ワッハッハ・マンガ


 ことしの3月だったか、そのころに発刊されたマンガ『日本人の知らない日本語』を読み、声を立てて笑った。本に挟まれている読者カードに激賞文を書いて出版社に送ったのは初めての行為だった。
 作者の海野凪子さんは、外国人のための日本語学校の先生。絵と構成は蛇蔵さん。
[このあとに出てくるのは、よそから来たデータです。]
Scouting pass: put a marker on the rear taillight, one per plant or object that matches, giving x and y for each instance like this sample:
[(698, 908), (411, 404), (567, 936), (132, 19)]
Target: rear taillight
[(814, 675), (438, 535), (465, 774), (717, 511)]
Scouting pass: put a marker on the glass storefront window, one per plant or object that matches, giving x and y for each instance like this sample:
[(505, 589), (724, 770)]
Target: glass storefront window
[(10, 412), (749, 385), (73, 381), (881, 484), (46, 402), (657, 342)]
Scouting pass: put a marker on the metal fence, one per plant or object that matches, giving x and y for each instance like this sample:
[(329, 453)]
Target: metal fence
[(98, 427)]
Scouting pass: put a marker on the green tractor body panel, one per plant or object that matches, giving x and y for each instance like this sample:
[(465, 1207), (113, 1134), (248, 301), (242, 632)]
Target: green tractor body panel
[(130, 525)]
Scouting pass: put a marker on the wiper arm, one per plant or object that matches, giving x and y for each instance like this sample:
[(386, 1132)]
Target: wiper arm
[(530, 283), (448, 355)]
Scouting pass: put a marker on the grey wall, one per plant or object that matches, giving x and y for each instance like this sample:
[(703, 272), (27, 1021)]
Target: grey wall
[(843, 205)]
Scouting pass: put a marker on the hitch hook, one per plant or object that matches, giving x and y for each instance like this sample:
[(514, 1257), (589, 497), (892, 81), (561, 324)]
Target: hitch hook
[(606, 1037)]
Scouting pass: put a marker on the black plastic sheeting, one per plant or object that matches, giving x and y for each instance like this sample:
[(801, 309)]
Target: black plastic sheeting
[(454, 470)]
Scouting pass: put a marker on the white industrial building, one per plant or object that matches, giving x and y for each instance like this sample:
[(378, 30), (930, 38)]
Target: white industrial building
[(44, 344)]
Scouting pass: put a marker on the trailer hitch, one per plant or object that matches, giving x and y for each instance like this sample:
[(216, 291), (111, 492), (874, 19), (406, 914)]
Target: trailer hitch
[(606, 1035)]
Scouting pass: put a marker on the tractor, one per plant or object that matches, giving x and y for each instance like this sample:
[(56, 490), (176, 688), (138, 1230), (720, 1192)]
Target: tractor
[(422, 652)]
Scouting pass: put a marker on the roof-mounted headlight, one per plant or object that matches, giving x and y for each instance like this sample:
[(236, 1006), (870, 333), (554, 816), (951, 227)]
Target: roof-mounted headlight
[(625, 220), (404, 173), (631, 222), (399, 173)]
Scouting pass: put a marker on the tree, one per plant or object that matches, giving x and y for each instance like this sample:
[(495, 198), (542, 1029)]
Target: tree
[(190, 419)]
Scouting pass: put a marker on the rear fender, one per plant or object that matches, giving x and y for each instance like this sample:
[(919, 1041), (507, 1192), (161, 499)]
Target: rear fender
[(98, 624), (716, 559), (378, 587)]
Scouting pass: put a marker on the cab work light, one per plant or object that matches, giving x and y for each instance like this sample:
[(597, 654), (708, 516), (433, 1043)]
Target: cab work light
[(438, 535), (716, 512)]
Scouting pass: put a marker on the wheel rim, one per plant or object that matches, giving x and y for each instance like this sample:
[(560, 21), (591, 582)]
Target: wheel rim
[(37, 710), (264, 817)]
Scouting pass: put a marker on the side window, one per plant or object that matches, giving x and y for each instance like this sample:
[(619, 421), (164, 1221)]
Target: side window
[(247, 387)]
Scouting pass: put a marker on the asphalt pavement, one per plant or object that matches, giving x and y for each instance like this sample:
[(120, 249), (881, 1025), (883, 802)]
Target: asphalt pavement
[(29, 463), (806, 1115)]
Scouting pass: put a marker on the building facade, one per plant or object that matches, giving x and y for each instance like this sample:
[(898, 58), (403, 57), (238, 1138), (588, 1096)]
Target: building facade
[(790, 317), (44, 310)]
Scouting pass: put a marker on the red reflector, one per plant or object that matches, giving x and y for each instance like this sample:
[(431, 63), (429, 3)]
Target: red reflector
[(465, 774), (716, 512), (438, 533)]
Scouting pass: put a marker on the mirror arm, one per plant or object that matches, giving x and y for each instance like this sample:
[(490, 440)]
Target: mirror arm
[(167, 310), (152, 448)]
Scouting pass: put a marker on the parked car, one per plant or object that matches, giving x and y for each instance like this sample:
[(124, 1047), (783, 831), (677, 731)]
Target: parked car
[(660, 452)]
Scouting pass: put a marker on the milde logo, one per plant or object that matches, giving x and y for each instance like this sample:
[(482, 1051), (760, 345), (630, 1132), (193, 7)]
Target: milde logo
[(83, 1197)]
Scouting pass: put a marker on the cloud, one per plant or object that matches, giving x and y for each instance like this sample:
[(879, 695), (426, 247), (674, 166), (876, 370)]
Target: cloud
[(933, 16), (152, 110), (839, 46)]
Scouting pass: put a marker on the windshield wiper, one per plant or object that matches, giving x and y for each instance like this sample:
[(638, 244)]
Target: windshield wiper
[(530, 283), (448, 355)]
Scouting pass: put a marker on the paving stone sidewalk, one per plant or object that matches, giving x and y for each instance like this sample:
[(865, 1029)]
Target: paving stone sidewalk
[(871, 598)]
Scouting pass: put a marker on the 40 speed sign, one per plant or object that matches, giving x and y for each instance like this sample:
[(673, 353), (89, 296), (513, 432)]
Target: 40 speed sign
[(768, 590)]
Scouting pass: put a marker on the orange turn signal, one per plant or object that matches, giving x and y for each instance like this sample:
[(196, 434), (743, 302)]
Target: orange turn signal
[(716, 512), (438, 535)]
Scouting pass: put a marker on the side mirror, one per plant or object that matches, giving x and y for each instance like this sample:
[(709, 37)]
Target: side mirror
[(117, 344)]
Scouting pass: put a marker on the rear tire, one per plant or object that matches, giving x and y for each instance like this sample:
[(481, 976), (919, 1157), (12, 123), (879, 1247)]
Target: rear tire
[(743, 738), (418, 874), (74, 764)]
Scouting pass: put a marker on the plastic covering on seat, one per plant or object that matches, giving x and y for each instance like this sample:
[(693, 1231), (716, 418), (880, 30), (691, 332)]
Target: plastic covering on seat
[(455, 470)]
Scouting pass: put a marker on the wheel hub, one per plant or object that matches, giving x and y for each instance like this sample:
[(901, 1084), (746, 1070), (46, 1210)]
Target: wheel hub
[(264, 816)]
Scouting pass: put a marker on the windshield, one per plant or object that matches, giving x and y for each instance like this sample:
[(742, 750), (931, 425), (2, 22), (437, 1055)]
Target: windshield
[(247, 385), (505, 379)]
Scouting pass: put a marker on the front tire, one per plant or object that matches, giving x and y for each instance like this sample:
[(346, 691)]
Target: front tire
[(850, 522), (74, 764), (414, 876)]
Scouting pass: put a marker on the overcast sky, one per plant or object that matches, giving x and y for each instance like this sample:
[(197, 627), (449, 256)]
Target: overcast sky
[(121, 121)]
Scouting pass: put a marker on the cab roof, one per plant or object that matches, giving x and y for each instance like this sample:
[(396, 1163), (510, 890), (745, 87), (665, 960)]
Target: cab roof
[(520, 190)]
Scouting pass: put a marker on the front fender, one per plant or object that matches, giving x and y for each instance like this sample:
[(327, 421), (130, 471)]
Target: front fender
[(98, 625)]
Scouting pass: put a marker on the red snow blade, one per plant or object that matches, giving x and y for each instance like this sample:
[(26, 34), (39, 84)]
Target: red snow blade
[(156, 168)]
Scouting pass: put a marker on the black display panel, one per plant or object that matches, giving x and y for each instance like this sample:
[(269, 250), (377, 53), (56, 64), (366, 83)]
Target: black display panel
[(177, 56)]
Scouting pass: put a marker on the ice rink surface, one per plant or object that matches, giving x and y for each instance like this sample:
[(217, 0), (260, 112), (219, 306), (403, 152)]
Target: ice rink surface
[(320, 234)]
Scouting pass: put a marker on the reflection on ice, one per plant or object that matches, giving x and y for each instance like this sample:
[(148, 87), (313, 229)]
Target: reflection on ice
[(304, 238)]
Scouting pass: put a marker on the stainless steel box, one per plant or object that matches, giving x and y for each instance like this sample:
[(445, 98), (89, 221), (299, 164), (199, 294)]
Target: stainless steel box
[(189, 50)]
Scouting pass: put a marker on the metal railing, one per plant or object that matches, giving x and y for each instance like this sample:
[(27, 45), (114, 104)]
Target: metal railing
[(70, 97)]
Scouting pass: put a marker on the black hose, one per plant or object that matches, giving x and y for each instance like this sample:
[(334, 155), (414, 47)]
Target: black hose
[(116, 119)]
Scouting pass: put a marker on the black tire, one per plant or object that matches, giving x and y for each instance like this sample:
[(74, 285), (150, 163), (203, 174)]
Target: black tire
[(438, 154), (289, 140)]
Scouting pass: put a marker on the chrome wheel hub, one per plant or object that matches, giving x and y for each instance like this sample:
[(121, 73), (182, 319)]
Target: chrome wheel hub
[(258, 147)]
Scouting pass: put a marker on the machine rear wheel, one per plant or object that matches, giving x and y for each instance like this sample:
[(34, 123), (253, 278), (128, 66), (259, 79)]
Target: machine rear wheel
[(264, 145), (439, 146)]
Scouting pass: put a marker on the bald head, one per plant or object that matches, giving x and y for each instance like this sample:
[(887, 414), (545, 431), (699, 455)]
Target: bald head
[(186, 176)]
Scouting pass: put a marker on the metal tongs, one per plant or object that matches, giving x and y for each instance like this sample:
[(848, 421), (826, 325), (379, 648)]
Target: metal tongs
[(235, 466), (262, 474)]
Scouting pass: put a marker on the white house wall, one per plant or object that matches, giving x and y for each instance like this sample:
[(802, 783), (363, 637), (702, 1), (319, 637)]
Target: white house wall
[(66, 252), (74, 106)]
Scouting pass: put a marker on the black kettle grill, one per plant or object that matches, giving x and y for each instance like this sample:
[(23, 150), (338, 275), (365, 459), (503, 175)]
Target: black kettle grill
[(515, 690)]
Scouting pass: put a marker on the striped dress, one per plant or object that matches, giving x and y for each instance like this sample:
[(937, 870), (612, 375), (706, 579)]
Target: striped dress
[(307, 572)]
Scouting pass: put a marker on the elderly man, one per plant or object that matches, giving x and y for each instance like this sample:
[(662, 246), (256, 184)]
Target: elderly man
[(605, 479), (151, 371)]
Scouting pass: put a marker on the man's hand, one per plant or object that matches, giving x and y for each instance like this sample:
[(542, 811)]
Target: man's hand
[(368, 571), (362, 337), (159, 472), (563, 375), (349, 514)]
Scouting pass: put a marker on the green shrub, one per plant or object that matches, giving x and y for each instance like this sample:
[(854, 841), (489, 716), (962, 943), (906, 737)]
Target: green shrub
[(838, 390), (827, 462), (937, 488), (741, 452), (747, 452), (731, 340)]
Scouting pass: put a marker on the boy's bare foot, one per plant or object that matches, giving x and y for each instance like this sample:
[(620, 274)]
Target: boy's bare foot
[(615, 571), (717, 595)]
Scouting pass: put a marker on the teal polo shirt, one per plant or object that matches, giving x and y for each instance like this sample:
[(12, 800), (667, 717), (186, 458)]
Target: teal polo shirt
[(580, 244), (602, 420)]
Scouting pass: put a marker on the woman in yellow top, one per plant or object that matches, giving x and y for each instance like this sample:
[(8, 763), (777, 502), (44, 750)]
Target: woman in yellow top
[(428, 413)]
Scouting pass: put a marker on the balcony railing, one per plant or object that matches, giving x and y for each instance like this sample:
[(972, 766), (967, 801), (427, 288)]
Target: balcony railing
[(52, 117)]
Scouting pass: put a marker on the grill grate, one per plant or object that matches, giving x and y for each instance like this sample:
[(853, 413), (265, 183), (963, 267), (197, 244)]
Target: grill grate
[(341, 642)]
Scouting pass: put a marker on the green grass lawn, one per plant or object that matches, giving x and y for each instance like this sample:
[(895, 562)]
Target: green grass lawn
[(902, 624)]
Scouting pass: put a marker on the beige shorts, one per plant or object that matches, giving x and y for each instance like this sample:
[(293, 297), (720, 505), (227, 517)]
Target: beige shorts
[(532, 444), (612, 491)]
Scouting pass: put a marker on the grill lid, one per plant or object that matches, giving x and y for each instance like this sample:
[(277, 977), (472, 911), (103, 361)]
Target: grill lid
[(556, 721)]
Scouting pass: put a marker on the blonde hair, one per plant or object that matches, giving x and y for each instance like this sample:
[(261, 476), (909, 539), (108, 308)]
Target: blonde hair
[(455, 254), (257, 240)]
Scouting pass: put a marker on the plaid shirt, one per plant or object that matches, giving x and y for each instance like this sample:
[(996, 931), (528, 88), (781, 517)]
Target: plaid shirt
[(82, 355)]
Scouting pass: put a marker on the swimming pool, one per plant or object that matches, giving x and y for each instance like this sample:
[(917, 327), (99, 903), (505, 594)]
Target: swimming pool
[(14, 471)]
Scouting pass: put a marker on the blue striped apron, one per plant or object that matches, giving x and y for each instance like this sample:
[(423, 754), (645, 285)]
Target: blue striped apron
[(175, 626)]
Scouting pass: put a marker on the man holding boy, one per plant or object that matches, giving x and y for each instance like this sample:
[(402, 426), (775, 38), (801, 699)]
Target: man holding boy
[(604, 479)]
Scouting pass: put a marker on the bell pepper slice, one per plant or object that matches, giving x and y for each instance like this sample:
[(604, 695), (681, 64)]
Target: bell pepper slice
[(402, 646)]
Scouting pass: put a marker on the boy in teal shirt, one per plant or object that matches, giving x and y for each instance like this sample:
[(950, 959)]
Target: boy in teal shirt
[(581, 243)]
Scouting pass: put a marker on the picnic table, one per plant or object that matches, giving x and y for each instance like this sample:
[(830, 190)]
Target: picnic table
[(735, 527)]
蛇蔵なんておじさんみたいなペンネームだが、若い女性である。
 生徒の一人に、フランスに帰ればシャトー住まいという上品なマダムがいるが、任侠映画のDVDばかり見て、学習してきたので、「自己紹介をお願いします」と言うと、「おひかえなすって! 私マリーと申します」「私のこと、姐さんと呼んでください」と言った。
 先生が「呼べません」と言うと、「水臭いことお言いでないよ」と答える。
 スウェーデンから来た若い女性も面白い。黒沢明の時代劇ばかりで勉強してきた。何かほめると「これはいたみ入ります」と言う。
 面白いマンガに出会うとうれしい。他にも『女どうしだもの』森下みえこ、『かわいいころを過ぎたら』青沼貴子など、「面白いマンガ」が増えているのでうれしい。